The implementation of the CVPR 2018 paper "Multimodal Visual Concept Learning with Weakly Supervised Learning Techinques" [1].

We provide the end-to-end system of weakly supervised face recognition. In particular the system comprises of three components: 1) face pipeline, 2) script pipeline, 3) multimodal weakly supervised learning. The implementation of 1) and 3) builds on previous code from Dr. Piotr Bojanowski (https://github.com/piotr-bojanowski/face-pipeline and https://github.com/piotr-bojanowski/actor-action respectively). We also thank Dr. Laptev and Dr. Bojanowski for the implementation of the Dynamic Time Warping algorithm for the script-subtitle alignment. This code is released in an external repository: https://github.com/gbouritsas/script_to_subtitle_DTW.

We also provide the system of weakly supervised action recognition, using pre-computed action features.

Code

face-pipeline (MATLAB) :

This code is based on [2],[3] and [4]. The main modifications are:

  • parallel implementation of the code
  • small modifications in the formation of the face tracks (detector score threshold, post-processing of face tracks)
  • added code to represent faces with VGG
  • modified the computation of kernels (the detector scores are not taken into account)

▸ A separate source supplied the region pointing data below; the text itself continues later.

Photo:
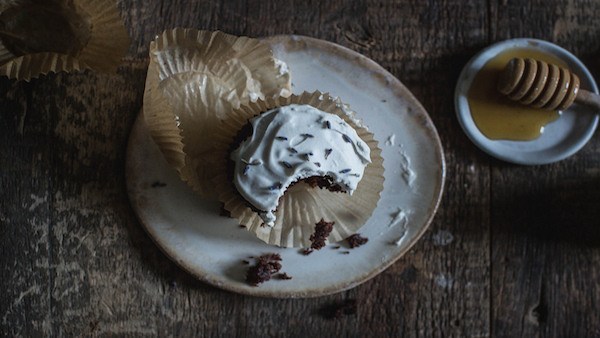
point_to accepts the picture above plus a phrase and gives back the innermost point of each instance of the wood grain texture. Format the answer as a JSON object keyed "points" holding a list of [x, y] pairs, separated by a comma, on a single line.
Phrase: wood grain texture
{"points": [[513, 251]]}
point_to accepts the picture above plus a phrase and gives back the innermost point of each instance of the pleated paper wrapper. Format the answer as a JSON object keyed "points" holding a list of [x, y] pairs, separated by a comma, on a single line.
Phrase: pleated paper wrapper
{"points": [[302, 206], [39, 37], [195, 79]]}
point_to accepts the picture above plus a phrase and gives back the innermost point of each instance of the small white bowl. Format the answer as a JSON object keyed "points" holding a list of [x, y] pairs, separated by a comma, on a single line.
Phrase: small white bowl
{"points": [[560, 139]]}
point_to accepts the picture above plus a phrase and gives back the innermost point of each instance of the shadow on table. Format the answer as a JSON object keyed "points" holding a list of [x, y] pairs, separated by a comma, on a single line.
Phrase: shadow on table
{"points": [[567, 212]]}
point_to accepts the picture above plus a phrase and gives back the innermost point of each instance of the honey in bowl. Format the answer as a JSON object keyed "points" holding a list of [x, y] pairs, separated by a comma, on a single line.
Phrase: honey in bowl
{"points": [[496, 116]]}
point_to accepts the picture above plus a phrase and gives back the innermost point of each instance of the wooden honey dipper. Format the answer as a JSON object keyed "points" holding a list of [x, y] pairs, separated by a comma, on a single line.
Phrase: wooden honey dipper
{"points": [[542, 85]]}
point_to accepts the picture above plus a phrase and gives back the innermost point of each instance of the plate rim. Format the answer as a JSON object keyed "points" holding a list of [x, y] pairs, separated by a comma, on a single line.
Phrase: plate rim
{"points": [[463, 112], [428, 127]]}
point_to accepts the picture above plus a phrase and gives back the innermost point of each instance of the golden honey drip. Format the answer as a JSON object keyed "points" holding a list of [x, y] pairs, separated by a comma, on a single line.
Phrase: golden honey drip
{"points": [[496, 116]]}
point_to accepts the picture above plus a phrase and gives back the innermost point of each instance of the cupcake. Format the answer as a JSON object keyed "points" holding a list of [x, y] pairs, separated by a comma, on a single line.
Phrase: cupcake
{"points": [[290, 163], [294, 144]]}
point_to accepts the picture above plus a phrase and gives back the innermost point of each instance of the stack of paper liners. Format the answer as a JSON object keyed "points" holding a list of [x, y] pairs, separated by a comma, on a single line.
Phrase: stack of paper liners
{"points": [[301, 207], [195, 78], [38, 37]]}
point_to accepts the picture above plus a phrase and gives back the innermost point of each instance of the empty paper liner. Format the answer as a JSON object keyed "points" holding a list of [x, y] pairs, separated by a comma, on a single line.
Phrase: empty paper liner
{"points": [[39, 37], [302, 206], [195, 79]]}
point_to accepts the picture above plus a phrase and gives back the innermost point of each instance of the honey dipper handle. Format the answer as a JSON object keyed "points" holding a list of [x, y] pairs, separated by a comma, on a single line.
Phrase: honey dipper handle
{"points": [[588, 98]]}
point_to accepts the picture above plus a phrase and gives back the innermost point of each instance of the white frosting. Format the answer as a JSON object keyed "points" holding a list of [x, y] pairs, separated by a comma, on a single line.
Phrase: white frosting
{"points": [[292, 143]]}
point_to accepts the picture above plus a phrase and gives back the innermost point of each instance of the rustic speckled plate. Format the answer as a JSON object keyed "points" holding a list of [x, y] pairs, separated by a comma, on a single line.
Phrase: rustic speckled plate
{"points": [[211, 247]]}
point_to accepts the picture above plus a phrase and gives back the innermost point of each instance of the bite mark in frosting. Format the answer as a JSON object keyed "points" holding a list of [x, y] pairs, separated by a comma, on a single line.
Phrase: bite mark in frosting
{"points": [[292, 143]]}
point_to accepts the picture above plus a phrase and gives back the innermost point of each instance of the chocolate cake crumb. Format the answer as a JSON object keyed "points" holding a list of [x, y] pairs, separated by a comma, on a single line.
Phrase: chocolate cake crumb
{"points": [[224, 212], [356, 240], [266, 266], [158, 184], [322, 231], [337, 310], [307, 251], [284, 276]]}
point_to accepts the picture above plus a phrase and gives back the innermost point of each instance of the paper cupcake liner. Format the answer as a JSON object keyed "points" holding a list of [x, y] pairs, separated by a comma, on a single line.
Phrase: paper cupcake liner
{"points": [[195, 78], [181, 50], [101, 39], [301, 206]]}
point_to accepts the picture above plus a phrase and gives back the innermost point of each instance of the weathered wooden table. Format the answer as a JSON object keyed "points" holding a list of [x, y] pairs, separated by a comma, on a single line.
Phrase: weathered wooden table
{"points": [[520, 254]]}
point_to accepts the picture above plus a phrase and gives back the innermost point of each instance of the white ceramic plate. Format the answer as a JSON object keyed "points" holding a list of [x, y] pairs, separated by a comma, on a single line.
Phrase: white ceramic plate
{"points": [[190, 230], [561, 138]]}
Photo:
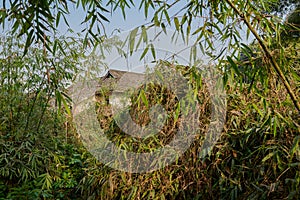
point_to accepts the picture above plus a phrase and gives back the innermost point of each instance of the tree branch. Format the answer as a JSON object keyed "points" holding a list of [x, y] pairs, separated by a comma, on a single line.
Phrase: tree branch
{"points": [[268, 55]]}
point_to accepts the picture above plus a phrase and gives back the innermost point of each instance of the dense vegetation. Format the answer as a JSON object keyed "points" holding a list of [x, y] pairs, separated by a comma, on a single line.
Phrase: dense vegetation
{"points": [[257, 157]]}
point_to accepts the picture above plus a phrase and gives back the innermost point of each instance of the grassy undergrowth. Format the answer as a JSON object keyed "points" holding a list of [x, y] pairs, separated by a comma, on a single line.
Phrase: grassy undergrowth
{"points": [[257, 156]]}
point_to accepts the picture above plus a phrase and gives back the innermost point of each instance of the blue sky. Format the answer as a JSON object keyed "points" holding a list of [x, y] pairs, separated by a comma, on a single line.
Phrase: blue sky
{"points": [[134, 18]]}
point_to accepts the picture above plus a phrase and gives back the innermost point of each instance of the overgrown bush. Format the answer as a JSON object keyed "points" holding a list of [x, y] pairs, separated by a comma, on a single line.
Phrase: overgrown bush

Prior to running the code you will have to:

  1. Split each video into individual frames .
  2. Download VLFeat: http://www.vlfeat.org/download.html (Our code is tested with VLFeat 0.9.21) .
  3. Download MatConvNet: http://www.vlfeat.org/matconvnet (Our code is tested with MatConvNet 1.0-beta25) .
  4. Modify the paths in the files main.m, main_vgg.m and main_kernels.m .

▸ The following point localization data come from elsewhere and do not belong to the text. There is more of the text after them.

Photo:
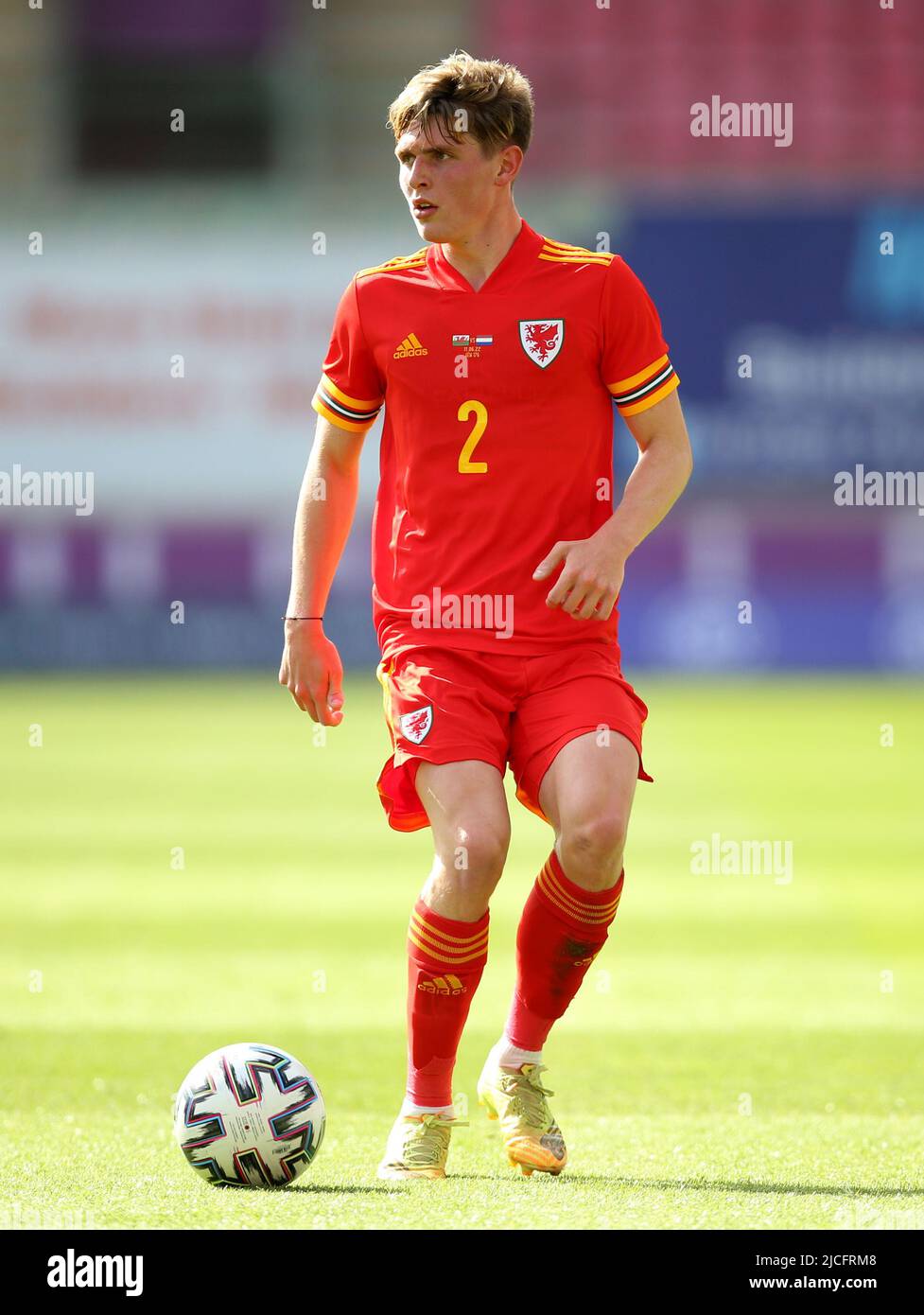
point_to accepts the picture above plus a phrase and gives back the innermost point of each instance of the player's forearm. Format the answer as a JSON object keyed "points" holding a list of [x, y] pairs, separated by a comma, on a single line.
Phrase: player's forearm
{"points": [[326, 506], [657, 481]]}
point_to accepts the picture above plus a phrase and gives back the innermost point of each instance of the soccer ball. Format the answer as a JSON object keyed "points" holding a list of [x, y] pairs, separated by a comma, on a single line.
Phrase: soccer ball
{"points": [[249, 1115]]}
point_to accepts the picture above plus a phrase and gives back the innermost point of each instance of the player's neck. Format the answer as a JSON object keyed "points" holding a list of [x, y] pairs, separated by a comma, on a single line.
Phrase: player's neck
{"points": [[478, 255]]}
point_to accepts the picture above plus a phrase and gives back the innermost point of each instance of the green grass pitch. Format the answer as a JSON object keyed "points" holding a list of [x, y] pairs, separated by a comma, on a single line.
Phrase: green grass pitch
{"points": [[744, 1054]]}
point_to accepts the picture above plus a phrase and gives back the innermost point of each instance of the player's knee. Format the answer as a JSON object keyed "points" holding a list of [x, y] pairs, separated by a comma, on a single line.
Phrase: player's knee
{"points": [[593, 847], [479, 851]]}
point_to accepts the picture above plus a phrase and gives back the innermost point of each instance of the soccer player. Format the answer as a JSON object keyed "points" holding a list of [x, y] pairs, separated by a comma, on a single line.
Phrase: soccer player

The code for the extraction of the VGG descriptor is set to run on GPU. In case GPU is not available modify the main_vgg.m file as follows:

GPU=false

To run the code type:

a. compile : compiles the mex functions
b. main: runs the modified face pipeline (faces are represented with SIFT descriptors)
c. main_vgg: extracts the VGG-face representation
d. main_kernels: computes the kernels (both from VGG and SIFT).

To manually annotate face tracks run (the paths need to be modified here as well):

check_tracks

text_processing (MATLAB + Python):

This code implements the text processing pipeline as described in the paper [1].

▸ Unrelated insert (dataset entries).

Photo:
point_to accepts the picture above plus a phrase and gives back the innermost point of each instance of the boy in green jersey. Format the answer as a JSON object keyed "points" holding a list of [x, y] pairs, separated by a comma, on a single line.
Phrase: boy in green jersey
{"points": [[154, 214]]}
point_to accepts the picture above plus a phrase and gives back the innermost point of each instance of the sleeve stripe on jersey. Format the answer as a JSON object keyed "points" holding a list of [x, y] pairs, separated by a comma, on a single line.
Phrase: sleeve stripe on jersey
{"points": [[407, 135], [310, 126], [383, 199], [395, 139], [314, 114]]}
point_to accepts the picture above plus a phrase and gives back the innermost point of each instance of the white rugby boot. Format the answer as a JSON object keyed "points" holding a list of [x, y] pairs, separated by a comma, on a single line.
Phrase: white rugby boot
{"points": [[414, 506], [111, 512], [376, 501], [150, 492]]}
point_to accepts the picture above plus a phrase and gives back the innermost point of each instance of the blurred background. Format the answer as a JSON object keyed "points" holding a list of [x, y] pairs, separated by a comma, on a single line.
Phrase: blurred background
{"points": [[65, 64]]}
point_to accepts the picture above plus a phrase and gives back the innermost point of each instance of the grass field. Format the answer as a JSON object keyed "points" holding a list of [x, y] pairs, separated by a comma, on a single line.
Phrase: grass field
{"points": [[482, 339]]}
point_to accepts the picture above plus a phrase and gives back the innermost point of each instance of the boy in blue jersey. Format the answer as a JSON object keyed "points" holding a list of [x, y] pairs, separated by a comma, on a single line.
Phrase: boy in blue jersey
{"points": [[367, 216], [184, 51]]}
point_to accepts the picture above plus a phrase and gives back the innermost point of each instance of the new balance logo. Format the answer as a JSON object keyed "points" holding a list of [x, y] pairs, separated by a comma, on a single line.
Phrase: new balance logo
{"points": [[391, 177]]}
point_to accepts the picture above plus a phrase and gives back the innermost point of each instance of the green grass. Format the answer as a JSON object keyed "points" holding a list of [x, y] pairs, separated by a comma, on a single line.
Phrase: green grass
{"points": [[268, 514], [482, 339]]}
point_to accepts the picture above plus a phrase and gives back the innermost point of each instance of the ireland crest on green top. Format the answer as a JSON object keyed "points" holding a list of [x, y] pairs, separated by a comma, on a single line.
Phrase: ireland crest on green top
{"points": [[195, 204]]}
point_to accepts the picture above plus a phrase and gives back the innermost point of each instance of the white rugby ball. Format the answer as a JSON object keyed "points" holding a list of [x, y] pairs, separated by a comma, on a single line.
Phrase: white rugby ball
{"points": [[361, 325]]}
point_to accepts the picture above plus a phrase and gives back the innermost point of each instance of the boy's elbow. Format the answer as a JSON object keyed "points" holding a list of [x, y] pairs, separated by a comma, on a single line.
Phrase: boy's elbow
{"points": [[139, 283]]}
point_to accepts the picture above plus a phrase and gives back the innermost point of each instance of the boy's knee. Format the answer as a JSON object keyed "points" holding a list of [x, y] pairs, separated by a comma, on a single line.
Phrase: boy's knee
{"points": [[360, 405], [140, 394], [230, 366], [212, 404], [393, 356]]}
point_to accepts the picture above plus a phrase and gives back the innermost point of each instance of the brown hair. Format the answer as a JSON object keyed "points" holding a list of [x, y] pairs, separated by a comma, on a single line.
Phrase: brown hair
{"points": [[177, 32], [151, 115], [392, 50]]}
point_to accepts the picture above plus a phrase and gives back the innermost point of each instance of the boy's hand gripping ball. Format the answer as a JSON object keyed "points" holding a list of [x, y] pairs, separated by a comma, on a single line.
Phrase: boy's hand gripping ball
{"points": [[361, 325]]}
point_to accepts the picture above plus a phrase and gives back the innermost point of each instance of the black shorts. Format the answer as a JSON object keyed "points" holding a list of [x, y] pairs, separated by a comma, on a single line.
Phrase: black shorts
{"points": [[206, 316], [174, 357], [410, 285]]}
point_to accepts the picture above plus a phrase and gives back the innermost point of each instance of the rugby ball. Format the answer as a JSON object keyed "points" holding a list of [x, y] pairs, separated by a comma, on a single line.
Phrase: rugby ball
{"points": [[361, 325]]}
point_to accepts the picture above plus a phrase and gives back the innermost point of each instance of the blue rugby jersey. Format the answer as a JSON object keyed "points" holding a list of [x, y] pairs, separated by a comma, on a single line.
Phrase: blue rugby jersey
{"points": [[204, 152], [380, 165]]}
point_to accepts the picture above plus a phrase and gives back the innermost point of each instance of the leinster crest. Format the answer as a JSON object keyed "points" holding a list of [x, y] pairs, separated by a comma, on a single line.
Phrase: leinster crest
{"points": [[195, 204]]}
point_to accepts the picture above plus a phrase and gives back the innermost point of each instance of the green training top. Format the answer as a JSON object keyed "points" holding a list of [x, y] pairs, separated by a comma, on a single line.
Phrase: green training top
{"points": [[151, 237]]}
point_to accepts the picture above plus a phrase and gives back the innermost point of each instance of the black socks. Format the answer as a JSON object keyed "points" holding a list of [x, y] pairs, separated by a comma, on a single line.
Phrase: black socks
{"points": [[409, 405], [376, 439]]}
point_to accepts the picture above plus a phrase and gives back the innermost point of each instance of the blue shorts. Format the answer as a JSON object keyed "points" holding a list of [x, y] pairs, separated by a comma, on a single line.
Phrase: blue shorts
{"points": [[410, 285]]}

  1. Download and setup (set up your classpath) StanfordCoreNLP: https://stanfordnlp.github.io/CoreNLP/download.html (Our code is tested with CoreNLP 3.9.1)
  2. Clone the external repository https://github.com/gbouritsas/script_to_subtitle_DTW inside the text_processing folder.
  3. Modify the global variable movies_folder in order to point to the folder where your movies are saved (See text_processing README for more information).
  4. Modify the global variables categories_folder, categories_extended_file, categories_small_file in order to point to the files where your action categories are saved (See text_processing README and 'Data' section for more information). Also you can modify the sentence similarity method.
  5. Sign up to TMDB: https://www.themoviedb.org/, obtain an api_key and set the corresponding global variable (See text_processing README for more information). For new movies you need to form new queries to the database.
  6. We assume that the movie script and the subtitles files have the same name with the movie (extension .txt and .srt.txt respectively) and are located in a folder that has also the same name.
  7. The script files need to comply with the common screenplay format rules (in terms of indentation and capitalisation) in order to be properly segmented. The format is the following:
SCENE
        SPEAKER
	Monologue
Description

For example:

EXT. FOOTHILLS OF WHITE MOUNTAINS - DAY (SCENE)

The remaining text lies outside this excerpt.